In December of 2003, within less than a week, two equally powerful earthquakes, measuring roughly 6.6 on the Ritcher scale, struck on opposite sides of the world. One hit in California, where it caused some property damage and killed two people. The other struck in southern Iran, where it completely obliterated the town of Bam and killed more than 25,000 people. A major part of the reason for the difference in damage and casualties was that government regulations regarding building codes were in place in California, but were not in Iran.

Since the beginning of 2010, two events in the United States have highlighted the need for reasonable government regulation: the Upper Big Branch coal mine disaster in West Virginia and the Deep Water Horizon Oil Spill in the Gulf of Mexico. Both were tragedies that cost human lives, and the oil spill in the Gulf of Mexico has left the region environmentally devastated. In both cases, the disasters could have been avoided had the regulatory standards already in place been properly enforced.

The Deepwater Horizon oil spill also could have been rendered much less damaging had the United States adopted a common sense regulation used by our neighbors in Canada. By law, Canadian offshore oil drillers are required to simultaneously drill relief wells to a near-complete level as they drill their main well, so that in the event of a rupture of the main well, the relief well can quickly be used to stop the damage. Because there was no such regulation in the United States, BP didn't start drilling its relief well until after the leak had begun, resulting in months of uncontrolled erupting of oil into the ocean. Only the most dogmatic members of the Libertarian Party would sincerely assert that we would not be better off had the United States adopted the same rule as Canada before BP started drilling its well.

In a complex world, a reasonable level of government regulation is a necessary evil. The trick is to choose very carefully which areas should be open to government regulation, and then choose very carefully the level of government intervention to be allowed. Certain areas should be completely off-limits to government intervention altogether, and even when we make the decision to allow a role for goverment regulation, we should keep it to the absolute minimum necessary to achieve the required aims. Once the door to government regulation is open, it must citizens must monitor it like a hawk to ensure that the regulation in question does not expand past that point, and terminate it immediately when it is no longer necessary.
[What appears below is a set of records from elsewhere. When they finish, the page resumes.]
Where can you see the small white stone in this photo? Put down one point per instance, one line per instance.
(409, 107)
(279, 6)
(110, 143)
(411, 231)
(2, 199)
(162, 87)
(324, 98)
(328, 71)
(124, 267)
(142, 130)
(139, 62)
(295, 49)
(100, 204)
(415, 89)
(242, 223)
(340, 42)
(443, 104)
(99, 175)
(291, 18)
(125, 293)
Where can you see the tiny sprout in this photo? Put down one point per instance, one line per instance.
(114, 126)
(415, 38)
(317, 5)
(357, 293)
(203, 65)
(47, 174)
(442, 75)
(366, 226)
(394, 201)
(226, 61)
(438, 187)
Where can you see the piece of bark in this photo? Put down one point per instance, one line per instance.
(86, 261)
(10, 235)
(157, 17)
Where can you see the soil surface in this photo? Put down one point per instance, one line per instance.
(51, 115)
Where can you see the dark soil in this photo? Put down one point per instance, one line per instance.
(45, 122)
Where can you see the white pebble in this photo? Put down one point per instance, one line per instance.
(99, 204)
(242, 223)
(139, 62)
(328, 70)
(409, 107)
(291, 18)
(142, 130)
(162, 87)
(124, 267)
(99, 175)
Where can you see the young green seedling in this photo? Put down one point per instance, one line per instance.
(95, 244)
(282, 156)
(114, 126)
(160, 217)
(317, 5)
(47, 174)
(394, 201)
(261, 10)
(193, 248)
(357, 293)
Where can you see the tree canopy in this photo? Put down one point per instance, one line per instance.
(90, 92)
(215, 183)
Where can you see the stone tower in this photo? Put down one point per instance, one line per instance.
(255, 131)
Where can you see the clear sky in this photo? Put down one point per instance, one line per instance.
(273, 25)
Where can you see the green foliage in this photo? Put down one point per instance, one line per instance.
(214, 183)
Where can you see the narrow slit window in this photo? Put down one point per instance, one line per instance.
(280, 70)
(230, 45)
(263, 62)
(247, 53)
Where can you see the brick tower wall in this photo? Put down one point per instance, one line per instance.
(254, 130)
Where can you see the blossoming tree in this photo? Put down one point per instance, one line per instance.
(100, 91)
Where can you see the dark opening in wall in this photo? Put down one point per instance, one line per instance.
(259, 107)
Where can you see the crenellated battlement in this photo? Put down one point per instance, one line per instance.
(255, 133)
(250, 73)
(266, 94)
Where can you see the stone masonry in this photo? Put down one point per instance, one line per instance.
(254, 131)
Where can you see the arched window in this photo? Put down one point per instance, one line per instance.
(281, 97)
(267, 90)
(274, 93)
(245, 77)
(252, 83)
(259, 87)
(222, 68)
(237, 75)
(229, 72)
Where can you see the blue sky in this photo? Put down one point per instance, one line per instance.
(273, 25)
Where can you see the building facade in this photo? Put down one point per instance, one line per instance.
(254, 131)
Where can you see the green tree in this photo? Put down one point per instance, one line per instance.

The current level of federal regulations is patently ridiculous and intrudes into far too much into the ordinary lives of citizens. In particular, it expands the power of the federal government into areas that are the proper responsibility of state and local governments. Rolling back this tide will be a major task for 21st Century Jeffersonians in the 21st Century.


It would be nice to go back to Jefferson's time in which there was so little need for government intervention that a person might live their entire life without encountering the federal government, or even the state government. But that's not possible, because we no longer live in Jefferson's world. Our task, therefore, is not to abolish government, but to make government the servant, rather than the master, of the people.